Les eaux troubles, la culture de la misère et du déchet, font rêver d’un monde différent; non celui de se faire des amis avec de l’argent malhonnête, non celui où la corruption domine habilement cachée dans des paradis fiscaux.
Ce moi je vous le dis contient une révélation : Dieu nous veut sans façade, sans duperie, sans faux-semblant. Il nous veut purs de cœur, pur d’intention plutôt que des purs de l’extérieur (Cf. Mt 21, 28-31). Jésus est ébloui par l’habileté du gérant à cacher ses troubles de comportement, mais il n’aime pas le voir sauver son honneur, sa réputation, par des comportements malhonnêtes.
Chaque fois que quelqu’un cherche la voie du privilège, celle de s’acheter de l’estime, cela devient un terrain fertile pour s’habiller de malhonnêteté, de corruption, de détournement des lois fiscales. C’est en gardant l’œil ouvert sur nos dérives de justice, en entrant en soi-même (Lc 15, 17), en reconnaissant nos erreurs plutôt que les excuser avec habileté, qu’il y a de la chance que ça donne de belles fleurs.

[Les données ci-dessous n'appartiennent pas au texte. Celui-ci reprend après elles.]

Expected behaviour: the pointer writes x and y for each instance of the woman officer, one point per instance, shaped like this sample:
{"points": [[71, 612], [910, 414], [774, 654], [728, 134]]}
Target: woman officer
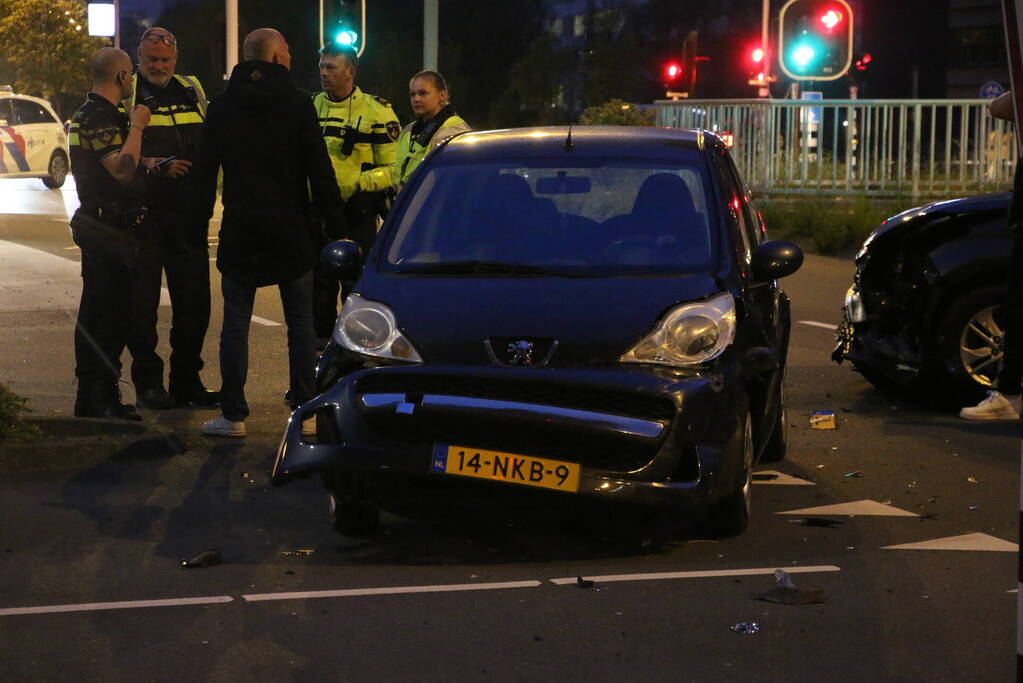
{"points": [[436, 122]]}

Que l’on peut en extraire quelque chose de bon.
Depuis la nuit des temps, nous sommes tiraillés entre la cité de Dieu et celle des hommes, entre notre ci-toyenneté céleste et terrestre, entre, pour l’exprimer en termes bibliques, Babylone et Jérusalem. Mais quel-que chose distingue les deux cités : ce sont deux amours différents. Incompatibles.
Aucun ne risque ici de se faire des amis avec de l’argent malhonnête. Mais le risque de paraître mieux que les autres peut exister. D’être plus gentil que les autres. Plus serviable. Cela s’appelle l’idolâtrie de soi. Cette tendance est en chacun de nous. Le moi, premier servi, est dans nos veines et affecte nos relations entre nous. On ne peut servir Dieu et l’argent. Dieu et soi.
Chacune, ici, est à différents niveaux amoureux, pas nécessairement de l’argent malhonnête, mais de sa petite personne. Que d’habiletés déployées pour cacher les eaux usées ! Quelqu’un écrivait que les vœux sont plus faciles à vivre que l’humilité qui empoisonne tout ce que nous faisons et vivons.
La première conversion pour ne pas désirer à la fois Dieu et l’argent, Dieu et soi, pour donner de belles fleurs, commence par renoncer à accuser les autres comme responsables de tous nos maux. Que d’habiletés nous avons à accuser subtilement l’autre plutôt que de risquer de perdre la face et notre innocence ! Que vais-je faire, se demande l’intendant, à qui le maître venait de lui retirer sa gérance (Lc 16, 3) ? Le pharisien dans le temple avait besoin de mépriser le publicain pour mieux se mettre en évidence (cf. Lc 18, 9-14). En psychologie, on observe que quelqu’un ne pouvant pas s’apprécier, méprise dans l’autre ce qu’il recherche pour lui.
À votre contemplation, ces mots de l’oraison finale qui, vus sous cet angle, font sens : fais-nous vivre en parfait accord avec toi, pour qu’en imitant saint Martin, dans le don total qu’il te fit de lui-même, nous soyons heureux de t’appartenir vraiment. Amen.